Heh, good example. I keep running into defog Koko, I think precisely for this reason. In raw number terms it's not a great use of a Koko or a moveslot, but Koko forces so many U-Turns or outright switches that it's a strong way to gain momentum. And if Lan-T just switched out to avoid HP Ice, the check might not be ground, opening the door to Volt Switch away for even more momentum. Taking a time-biding move for specific switches is a pretty great example of this back-and-forth pattern.
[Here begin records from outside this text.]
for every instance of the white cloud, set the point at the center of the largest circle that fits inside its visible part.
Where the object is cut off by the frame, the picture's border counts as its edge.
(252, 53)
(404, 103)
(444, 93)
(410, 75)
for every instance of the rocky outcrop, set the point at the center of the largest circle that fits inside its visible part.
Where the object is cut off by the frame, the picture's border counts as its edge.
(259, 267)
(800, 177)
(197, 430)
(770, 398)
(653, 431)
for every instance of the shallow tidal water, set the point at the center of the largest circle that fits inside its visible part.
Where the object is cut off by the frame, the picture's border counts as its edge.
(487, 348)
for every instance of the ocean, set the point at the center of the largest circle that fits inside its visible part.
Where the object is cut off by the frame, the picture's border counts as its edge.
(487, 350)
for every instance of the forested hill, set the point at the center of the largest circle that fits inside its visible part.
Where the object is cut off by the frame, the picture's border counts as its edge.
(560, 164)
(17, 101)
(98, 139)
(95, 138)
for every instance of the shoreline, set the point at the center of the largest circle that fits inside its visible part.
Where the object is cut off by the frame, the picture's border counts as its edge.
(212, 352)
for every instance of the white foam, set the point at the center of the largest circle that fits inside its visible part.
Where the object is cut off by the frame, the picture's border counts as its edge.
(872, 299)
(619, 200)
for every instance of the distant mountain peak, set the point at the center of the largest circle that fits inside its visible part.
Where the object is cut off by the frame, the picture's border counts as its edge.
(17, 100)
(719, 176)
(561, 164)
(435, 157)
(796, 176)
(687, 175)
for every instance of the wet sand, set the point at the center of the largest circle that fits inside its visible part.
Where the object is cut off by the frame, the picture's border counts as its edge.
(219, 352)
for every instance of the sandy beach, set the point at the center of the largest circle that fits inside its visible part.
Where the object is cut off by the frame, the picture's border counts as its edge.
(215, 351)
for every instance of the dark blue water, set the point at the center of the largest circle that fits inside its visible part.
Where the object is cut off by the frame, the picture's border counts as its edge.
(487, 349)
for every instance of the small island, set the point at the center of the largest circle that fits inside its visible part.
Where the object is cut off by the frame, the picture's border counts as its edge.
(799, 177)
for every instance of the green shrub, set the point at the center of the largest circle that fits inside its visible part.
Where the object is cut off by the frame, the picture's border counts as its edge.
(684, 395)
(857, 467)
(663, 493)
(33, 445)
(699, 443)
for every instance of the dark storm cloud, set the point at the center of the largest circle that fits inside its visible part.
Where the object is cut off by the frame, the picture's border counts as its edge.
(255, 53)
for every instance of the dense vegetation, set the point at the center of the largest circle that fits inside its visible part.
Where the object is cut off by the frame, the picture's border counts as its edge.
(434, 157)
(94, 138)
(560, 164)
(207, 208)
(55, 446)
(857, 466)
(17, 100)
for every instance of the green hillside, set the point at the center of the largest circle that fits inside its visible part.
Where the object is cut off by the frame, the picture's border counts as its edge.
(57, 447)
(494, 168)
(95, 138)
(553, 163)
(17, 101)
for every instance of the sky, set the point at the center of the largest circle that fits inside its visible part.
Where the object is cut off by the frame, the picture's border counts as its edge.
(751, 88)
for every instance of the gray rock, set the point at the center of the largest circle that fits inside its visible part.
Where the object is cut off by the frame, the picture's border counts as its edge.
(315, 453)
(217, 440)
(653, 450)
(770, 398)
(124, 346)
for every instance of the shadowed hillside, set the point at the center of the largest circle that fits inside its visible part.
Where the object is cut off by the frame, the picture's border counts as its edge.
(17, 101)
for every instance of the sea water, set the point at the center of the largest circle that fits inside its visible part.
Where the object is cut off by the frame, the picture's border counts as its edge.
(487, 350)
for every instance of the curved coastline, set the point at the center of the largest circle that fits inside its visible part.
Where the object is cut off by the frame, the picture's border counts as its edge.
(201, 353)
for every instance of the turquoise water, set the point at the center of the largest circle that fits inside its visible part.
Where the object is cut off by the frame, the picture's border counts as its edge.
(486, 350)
(Although - I'm not sure Lan can/does U-Turn on Koko? If it's scarfed it can lead with Earthquake for a kill, if it isn't it'll drop to HP Ice before the turn.)

It really depends on what I'm predicting. U-Turn on Lando wins a surprising number of options:

* Beats Koko Volt-Switch: Lando is immune, so Koko fails to switchout.

* Beats the Koko Uturn: Lando is slower, as the 2nd U-Turner you capture the switching momentum.

* Beats the Koko Thunderbolt: Its prediction-on-top-of-predictions going on here, but this happens sometimes.

* Beats the Koko Hard-Switch: Hey, maybe they thought your Lando was scarf'd so they hard switch out.

--------

* Loses to HP-ice: This is the "obvious move" for Koko to do, and will happen more often than not. But as you go up the ranks, people start going for 2nd tier or 3rd tier mind-games, and you see fewer and fewer "obvious moves", especially in the early game where momentum is such a big deal.

It really depends where you are on the ladder: how stupid or aggressive you think your opponent is and all that.

The comparison to chess and go seems strange to me, I wonder if you could elaborate?

Certainly chess has a mental component, players develop styles, study one another, and try to throw opponents off balance. But all of that happens as a layer on top of the need to actually make good moves over the board - a bishop and knight endgame simply has a correct answer. Go is less constrained, but it's still alternating turns in a deterministic, perfect information setting.

Pokemon, meanwhile, looks to me somewhere between DOTA and poker. It's nondeterministic on crits, paralysis, accuracy, and a great deal else. It's effectively nondiscrete, in the sense that there's lots of variance which has only a chance of mattering. And it's heavily hidden-information - defining features like moveset aren't revealed. Meanwhile, the OpenAI Dota restrictions are heavily centered on removing hidden information (invisibility, wards) and unexpected state changes (summons, quelling blade, infused raindrop).

I expect Pokemon would be more tractable on these issues because the hidden information is usually discrete. (Think "does he have Protect" as opposed to "is he standing invisible on this pixel?") But they're still major stumbling blocks, especially with randomness that massively expands the branching factor of each interaction. A given Pokemon move might look something like "if Ferrothorn uses Leech Seed, will it hit, and if so will he switch out, and if so will he go to Kartana, and if he does will it Swords Dance or does it have Choice Band or does it have Fightinium Z, or will he go to Koko, and if so does it have HP Fire or is it a bluff?" Everything there past "use this move" is laboring under a high branching factor with high randomness.

I don't think it'd be impossible to do fairly well on the Pokemon Showdown ladder with a medium amount of advance work; an AI can run a damage calculator and just assume every enemy has one of the recommended movesets from the wiki, and be assigned a viable team with relatively low variance and branching. But if you take away any of that hand curation, I expect things would go downhill pretty fast. And if you take it out of Showdown premades into a format where the enemy lineup isn't known in advance, I'd expect the now-intractable branching factor to lead to very poor performance with incredibly slow progress.

It'd be a damn interesting experiment, though.